Dimas mengatupkan bibirnya dengan pahit sedangkan Felisa mulai berderai air mata. Mereka hanya memunggungi satu sama lain tapi tidak ada satu pun yang beranjak dari tempatnya masing-masing. Keengganan untuk pergi itu karena mereka masih saling menyayangi satu sama lain. Felisa tetap merasakan bahwa Dimas itu masih berarti di hidupnya tapi memang keegoisan lelaki yang tak pernah bisa ia pahami. Begitu juga Dimas, ia masih membutuhkan Felisa di hidupnya tapi darah memanas yang sedang mengalir deras membuat hatinya sekeras batu untuk mau mengalah.
"Aku selama ini mencoba terus mengalah dari semua keegoisan kamu, Dim. Tapi sayangnya kamu lebih peduli dengan perasaan batu kamu itu."
Dimas hanya diam mencoba menahan amarahnya yang masih membuncah. Dadanya sesak seolah ingin membludak. Tapi ia mengatur napas panjang dengan pompaan jantungnya yang masih memompa deras. Suhu tubuhnya ia rasakan naik hasil dari emosi yang kencang tapi masih bisa ia tahan. Sementara Felisa terus saja menyeka air matanya yang seperti anak sungai. Air mata itu mengalir deras tanpa bisa dihalangi oleh bulu matanya. Tak ada gelas yang jatuh atau barang-barang yang berterbangan. Dimas menikmati emosinya sendiri tanpa harus melampiaskannya pada benda di sekitanya. Ia tak bisa menangis seperti Felisa, emosi itu hanya bisa ia rasakan mengalir memutar di tubuhnya.
"Aku dulu memang sempat ragu, Dim. Kamu terlalu keras kepala saat itu tapi aku masih bisa menilai kamu mau berubah. Tapi ternyata aku salah. Salah besar."

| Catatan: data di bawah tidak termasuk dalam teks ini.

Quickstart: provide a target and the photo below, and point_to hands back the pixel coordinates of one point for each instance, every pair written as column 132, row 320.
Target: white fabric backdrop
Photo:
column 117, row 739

Dimas tidak menjawab bukan berarti ia tidak mau mendengar. Ia mencoba memahami perasaan apa yang diutarakan oleh Felisa dan ia refleksikan pada dirinya sendiri. Memang, saking keras hatinya ia tidak mau diatur bahkan untuk hal kecil sekalipun dari dirinya. Gunung itu bisa didaki tapi tidak bisa dibelah menurutnya. Tapi ia juga mengerti bahwa hal semacam ini akan melukai Felisa namun ia tidak punya kemampuan untuk melawan dirinya sendiri. Entah keteguhan hati semacam ini baik atau buruk.
"Kalau kamu menuntut aku berubah seperti yang kamu mau. Maaf aku gak bisa, Fel."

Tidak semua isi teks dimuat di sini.